Talking heads ... Jamie Campbell with Bobby Brown. Photograph: ITV
It's not often the words "chat show" and "compelling viewing" go together, but last night's 24 Hours With ... seemed to bring something new to the party. In a landscape where Norton, Ross and Parkinson are distinguishable more by their monologues than anything wheedled out of the guests, the idea of locking up Bobby Brown with an interviewer for the day was always likely to produce fireworks, and when they finally arrived the tension was first hilarious and then unnervingly palpable.
Would ex-New Statesman journalist Jamie Campbell really get "fucked up all over the room" as his subject threatened? Would the producers intervene? Would Bobby walk before the clock ticked down? For a moment nobody knew the answers, or indeed understood why the confrontation had arisen in the first place.

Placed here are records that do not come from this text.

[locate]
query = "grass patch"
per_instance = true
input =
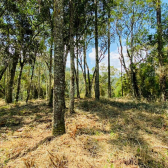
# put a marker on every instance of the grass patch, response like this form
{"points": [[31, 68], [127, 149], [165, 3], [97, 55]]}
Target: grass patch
{"points": [[106, 133]]}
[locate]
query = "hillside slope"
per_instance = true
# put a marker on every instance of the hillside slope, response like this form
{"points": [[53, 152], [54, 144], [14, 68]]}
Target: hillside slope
{"points": [[105, 134]]}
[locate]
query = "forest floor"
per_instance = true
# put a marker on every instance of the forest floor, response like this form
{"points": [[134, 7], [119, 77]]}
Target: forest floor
{"points": [[110, 133]]}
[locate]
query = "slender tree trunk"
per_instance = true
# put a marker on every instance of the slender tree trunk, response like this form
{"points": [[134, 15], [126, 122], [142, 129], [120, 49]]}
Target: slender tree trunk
{"points": [[109, 82], [162, 77], [59, 73], [50, 75], [121, 79], [11, 81], [84, 70], [89, 83], [29, 88], [2, 71], [39, 85], [77, 72], [72, 88], [97, 94], [19, 81]]}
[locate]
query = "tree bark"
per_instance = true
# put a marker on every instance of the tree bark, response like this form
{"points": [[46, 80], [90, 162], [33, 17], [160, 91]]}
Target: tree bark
{"points": [[11, 81], [97, 94], [77, 72], [162, 77], [72, 88], [50, 74], [109, 82], [84, 70], [58, 127], [19, 81], [29, 88]]}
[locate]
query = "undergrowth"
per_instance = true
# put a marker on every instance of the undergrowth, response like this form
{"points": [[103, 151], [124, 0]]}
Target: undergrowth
{"points": [[110, 133]]}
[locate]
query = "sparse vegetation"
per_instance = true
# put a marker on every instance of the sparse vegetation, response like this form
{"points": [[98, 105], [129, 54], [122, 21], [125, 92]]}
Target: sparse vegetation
{"points": [[109, 133]]}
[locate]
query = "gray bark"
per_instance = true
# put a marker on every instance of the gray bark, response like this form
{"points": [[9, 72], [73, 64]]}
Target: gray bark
{"points": [[72, 65], [97, 94], [59, 73]]}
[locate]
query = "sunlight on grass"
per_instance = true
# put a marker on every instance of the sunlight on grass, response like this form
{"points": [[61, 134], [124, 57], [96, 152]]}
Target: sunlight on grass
{"points": [[108, 133]]}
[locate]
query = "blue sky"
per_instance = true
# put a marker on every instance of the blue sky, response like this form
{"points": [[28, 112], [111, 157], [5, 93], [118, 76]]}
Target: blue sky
{"points": [[114, 55]]}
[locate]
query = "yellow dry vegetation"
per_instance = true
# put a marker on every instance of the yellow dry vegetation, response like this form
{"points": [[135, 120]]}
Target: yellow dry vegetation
{"points": [[110, 133]]}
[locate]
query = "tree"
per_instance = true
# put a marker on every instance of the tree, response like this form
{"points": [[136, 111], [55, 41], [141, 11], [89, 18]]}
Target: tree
{"points": [[58, 103], [72, 64], [97, 94]]}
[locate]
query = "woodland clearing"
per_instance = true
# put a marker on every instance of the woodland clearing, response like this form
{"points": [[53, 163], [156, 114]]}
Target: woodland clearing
{"points": [[110, 133]]}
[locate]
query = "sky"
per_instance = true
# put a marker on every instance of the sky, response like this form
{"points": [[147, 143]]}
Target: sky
{"points": [[114, 55]]}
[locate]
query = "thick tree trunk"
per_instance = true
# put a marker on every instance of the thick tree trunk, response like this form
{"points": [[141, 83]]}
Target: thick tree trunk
{"points": [[19, 81], [72, 65], [59, 73], [109, 81], [97, 94], [11, 81]]}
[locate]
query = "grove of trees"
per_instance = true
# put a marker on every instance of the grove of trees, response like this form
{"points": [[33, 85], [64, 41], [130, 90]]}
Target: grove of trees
{"points": [[36, 38]]}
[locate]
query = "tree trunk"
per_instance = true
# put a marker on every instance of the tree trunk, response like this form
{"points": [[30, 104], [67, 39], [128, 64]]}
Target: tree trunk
{"points": [[109, 82], [50, 75], [59, 73], [97, 94], [29, 88], [11, 81], [84, 70], [72, 88], [39, 85], [2, 71], [162, 77], [89, 83], [77, 72], [19, 81]]}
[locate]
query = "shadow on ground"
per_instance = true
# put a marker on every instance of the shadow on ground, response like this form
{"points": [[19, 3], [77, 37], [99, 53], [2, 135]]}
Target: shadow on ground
{"points": [[16, 115], [141, 129]]}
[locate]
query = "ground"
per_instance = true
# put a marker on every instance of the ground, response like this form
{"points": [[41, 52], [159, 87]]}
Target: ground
{"points": [[110, 133]]}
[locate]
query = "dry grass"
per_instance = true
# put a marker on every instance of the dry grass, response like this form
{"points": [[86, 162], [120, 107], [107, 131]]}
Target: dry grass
{"points": [[106, 134]]}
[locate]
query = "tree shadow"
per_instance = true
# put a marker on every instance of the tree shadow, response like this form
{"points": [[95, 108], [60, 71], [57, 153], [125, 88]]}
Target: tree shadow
{"points": [[139, 129], [13, 116]]}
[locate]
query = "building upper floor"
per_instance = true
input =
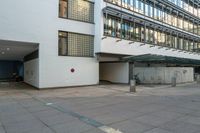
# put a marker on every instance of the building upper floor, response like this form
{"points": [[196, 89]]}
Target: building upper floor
{"points": [[181, 14]]}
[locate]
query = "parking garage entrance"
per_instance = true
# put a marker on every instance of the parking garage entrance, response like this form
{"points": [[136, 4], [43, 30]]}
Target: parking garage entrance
{"points": [[13, 58]]}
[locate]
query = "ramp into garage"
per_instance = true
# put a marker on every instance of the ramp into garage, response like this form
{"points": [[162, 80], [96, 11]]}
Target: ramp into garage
{"points": [[19, 62]]}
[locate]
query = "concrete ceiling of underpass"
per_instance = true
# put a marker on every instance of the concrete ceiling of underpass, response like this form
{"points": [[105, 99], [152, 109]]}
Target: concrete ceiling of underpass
{"points": [[16, 50]]}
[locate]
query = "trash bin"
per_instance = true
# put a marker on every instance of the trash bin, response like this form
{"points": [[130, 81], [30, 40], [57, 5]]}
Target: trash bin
{"points": [[132, 85]]}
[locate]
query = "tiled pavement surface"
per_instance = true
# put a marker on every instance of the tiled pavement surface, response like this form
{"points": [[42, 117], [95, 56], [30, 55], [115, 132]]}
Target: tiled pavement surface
{"points": [[153, 109]]}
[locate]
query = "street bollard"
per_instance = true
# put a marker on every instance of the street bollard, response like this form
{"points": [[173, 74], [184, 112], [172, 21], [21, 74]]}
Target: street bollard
{"points": [[173, 81], [132, 86], [198, 79]]}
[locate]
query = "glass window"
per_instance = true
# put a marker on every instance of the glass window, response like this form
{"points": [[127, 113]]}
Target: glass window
{"points": [[72, 44], [63, 8], [77, 9], [138, 32], [63, 43]]}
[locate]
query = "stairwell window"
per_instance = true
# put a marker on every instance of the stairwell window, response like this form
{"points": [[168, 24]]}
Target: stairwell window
{"points": [[74, 44], [63, 8], [79, 10]]}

All was going well for the first half hour (edited down from around 12 hours footage.) with Bobby revealing himself to be surprisingly undamaged but still in denial about his career, public perception and marriage to Whitney Houston. And although the star seemed hurt that his own sister had joined in his public condemnation, it was hard not to sympathise with him being blamed for destroying Whitney's career when it could be claimed that she had done the very same thing to his.
And then, in an instant, an innocuous if clumsy jibe about trying "sex moves" on a cellmate backfired. The subsequent 10-minute standoff seemed to revolve around two questions: had Bobby been exposed as a rampant homophobe and was Campbell himself gay? And although neither question was adequately answered, the rest of the show proved anticlimactic by comparison, with tall tales of a jealous Osama Bin Laden putting out a contract on Brown's life and Campbell's excruciating attempts at "running man" dance moves.
In truth, ITV was smart to start the series with the strongest guest, as it's unlikely David Gest or Stan Collymore will produce anything as interesting. It also raises the stakes for future chat shows.
Of course, the real winner in all this is Campbell. Brown will laugh this one off and move on, Campbell meanwhile will be judged by his first interview, and forced into engineering new controversy with every show. It's a trick Louis Theroux pulled a while back, albeit with considerably more charm, but it remains to be seen if there are enough celebrities around to risk their careers on building his or, indeed, reviving the chatshow format. Either way, Parky suddenly looks about 300 years older today.